Rep. John Lewis' Family Act of 2011 Helps Families Facing Pain of Infertility
Washington, DC-Today Rep. John Lewis (D-GA) introduced legislation in the U.S. House of Representatives that would establish a tax credit to improve access to medical treatment for infertility, a problem affecting millions of Americans. The Family Act of 2011 (HR 3522) is the first tax credit introduced in Congress to support those seeking to build a family through medical treatment for infertility. This important legislation offers a maximum lifetime tax credit of $13,360 to families who want children but must build their families through in vitro fertilization (IVF).
Cost is one of the biggest barriers infertile families face when they confront IVF as an option. The treatments are expensive and are typically paid for out-of-pocket without the support of health insurance. Most health plans will not pay for the treatments. The American Society of Reproductive Medicine (ASRM) has calculated the average price of one in vitro fertilization (IVF) cycle in the U.S. to be $12,400. Only 15 states have passed laws requiring that insurance policies cover or offer to cover some level of infertility treatment.

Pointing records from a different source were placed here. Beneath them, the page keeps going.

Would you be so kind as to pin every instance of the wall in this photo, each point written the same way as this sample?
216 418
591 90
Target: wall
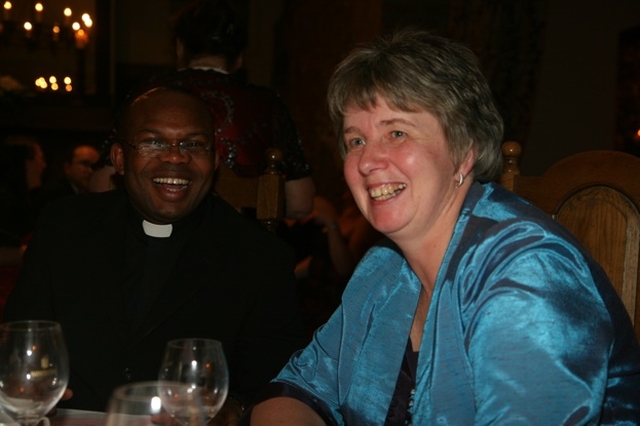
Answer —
574 109
576 103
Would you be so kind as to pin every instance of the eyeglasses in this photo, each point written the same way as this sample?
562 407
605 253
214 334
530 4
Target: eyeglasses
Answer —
156 147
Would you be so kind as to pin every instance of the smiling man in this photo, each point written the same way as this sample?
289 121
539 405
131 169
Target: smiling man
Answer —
127 270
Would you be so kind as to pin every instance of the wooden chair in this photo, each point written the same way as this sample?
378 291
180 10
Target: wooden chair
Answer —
596 195
263 195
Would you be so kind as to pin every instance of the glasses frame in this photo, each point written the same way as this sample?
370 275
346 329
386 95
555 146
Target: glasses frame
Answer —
168 147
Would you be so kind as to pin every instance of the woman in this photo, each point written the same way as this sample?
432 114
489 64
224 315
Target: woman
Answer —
479 309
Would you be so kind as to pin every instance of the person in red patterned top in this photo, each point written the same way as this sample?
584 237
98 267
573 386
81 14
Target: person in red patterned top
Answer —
210 40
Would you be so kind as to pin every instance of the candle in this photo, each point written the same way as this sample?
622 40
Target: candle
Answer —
67 16
39 9
55 36
27 28
6 11
82 39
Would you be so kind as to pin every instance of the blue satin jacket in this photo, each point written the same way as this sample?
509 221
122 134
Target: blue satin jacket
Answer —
524 328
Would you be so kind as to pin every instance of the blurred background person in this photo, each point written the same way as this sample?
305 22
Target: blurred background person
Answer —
77 169
328 244
22 164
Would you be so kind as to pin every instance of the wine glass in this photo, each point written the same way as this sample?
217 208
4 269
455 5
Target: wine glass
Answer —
154 403
34 369
201 364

The tax credit maximum is a lifetime cap, and it does not include expenses already covered by an individual's insurance plan or already claimed within a schedule of itemized deductions for healthcare expenses in a tax year. The amount of the credit diminishes incrementally for families with annual incomes over $182,500 and reduces to zero for families with incomes exceeding $222,520.
"Infertility is far more common than people believe. In fact there are nearly 200,000 people diagnosed with infertility in Georgia alone," said Representative Lewis. "For too many of those people the cost of treatment will silence their dreams of having children forever. Insurance coverage is rare, so what should be a personal, intimate decision between couples is reduced to a financial calculation. Without this credit, access to all the advances of modern medicine and the ability to bear children, despite physical impediments, becomes, for average Americans, a luxury defined by the size of their wallets or the digits in their zip code. That's not right, not fair or just. I believe that access to decent health care should be a fundamental right, not a privilege."
The FAMILY Act of 2011 is supported by the American Cancer Society Cancer Action Network, the American Society of Reproductive Medicine, the Leukemia and Lymphoma Society, LIVESTRONG and RESOLVE, the National Infertility Association. The Senate companion to this bill was introduced by Sen. Kirsten Gillibrand (D-NY) earlier this year.